Since the beginning of the 2023 calendar year, vehicle inventory levels have been steadily rising across the United States as the effects of supply chain-related constraints are addressed. However, with the current UAW union’s widespread strikes on the Big Three, brands like Chevy could see a notable drop in its days supply figures as the ‘Stand Up’ strikes continues.
As of September 2023, Chevy was running at a 57 days supply. For comparisons sake, a 60 days supply is considered optimal across the automotive industry. However, this strong inventory level may not last forever.
As of the time of this writing, there are no outwardly signs that the UAW strikes are currently taking place, as Cox Automotive noted that the impacts have thus far been quite muted. Nonetheless, the UAW expanded strikes against General Motors and Ford in late September 2023, so a ripple effect might be noticeable sometime in October 2023.

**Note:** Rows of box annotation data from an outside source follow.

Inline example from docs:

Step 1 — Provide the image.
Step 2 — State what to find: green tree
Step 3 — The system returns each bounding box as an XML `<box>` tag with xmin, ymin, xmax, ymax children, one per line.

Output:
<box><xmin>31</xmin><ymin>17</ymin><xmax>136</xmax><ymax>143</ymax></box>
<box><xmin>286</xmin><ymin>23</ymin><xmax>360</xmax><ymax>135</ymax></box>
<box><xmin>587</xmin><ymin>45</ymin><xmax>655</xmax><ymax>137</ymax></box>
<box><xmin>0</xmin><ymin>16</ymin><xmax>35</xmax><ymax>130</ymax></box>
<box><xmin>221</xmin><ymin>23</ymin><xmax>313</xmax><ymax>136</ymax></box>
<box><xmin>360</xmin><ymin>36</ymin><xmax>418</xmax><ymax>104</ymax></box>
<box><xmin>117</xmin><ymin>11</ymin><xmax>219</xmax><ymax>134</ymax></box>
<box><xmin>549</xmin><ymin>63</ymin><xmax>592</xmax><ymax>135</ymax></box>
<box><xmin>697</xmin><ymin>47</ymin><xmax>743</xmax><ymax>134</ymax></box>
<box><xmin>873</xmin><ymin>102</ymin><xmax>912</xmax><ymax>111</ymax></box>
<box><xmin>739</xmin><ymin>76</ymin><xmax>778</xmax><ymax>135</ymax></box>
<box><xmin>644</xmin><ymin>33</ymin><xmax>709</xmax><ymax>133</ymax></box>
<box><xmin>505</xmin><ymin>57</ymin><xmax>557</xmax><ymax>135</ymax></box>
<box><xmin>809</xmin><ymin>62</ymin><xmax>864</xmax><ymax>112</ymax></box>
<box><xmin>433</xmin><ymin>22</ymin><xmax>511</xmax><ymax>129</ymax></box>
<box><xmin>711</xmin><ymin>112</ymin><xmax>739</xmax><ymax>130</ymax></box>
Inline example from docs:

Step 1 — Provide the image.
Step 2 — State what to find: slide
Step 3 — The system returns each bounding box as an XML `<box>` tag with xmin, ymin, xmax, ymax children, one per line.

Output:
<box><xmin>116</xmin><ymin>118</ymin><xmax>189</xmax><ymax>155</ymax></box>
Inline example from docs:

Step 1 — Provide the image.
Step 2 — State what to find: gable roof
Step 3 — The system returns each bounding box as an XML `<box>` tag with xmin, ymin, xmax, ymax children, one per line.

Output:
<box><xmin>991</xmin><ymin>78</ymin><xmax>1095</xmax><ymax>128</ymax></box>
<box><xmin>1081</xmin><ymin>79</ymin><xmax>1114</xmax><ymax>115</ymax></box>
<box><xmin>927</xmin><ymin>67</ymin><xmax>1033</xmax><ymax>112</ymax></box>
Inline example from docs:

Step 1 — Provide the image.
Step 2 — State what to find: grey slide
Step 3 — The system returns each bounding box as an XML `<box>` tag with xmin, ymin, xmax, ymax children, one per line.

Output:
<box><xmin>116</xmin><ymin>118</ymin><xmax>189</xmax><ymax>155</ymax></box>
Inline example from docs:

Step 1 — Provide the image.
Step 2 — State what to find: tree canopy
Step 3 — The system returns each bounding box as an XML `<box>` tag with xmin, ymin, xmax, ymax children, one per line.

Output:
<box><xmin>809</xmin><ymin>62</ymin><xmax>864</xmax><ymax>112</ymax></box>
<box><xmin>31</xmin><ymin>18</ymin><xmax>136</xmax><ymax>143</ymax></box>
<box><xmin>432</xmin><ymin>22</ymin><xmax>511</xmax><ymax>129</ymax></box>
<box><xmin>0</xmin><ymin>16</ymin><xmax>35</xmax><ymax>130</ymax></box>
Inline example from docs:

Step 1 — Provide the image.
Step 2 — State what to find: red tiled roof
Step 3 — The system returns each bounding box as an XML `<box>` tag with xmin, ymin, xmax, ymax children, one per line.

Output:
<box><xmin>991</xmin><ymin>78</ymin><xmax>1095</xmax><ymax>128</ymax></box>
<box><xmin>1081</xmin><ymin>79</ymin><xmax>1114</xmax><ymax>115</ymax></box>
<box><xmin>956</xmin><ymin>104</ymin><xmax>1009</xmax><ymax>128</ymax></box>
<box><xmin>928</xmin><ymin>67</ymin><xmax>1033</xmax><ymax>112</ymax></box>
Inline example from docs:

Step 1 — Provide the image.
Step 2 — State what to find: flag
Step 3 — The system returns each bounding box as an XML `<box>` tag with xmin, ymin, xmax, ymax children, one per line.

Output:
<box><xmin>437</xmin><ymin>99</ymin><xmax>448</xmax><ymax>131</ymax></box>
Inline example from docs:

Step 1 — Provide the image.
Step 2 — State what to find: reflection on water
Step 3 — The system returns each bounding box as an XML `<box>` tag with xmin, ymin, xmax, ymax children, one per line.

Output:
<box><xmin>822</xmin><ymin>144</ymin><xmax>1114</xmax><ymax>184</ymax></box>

Moving forward, it’s uncertain exactly how the strikes will play out. As the Big Three continue to bargain with the UAW, the union may decide to lessen its strikes if it receives what it perceives as good progress in negotiations, similar to how Stellantis was spared from the recent strike expansions. Notably, the UAW has yet to target full-size truck and SUV production, the automakers’ most profitable vehicles.
In regard to Chevy specifically, both the GM Wentzville plant in Missouri and the GM Lansing Delta Township plant in Michigan are experiencing a strike. From there, the union may decide to target the GM Arlington plant in Texas, which produces vehicles like the Chevy Silverado, in order to attempt to corner General Motors into a deal.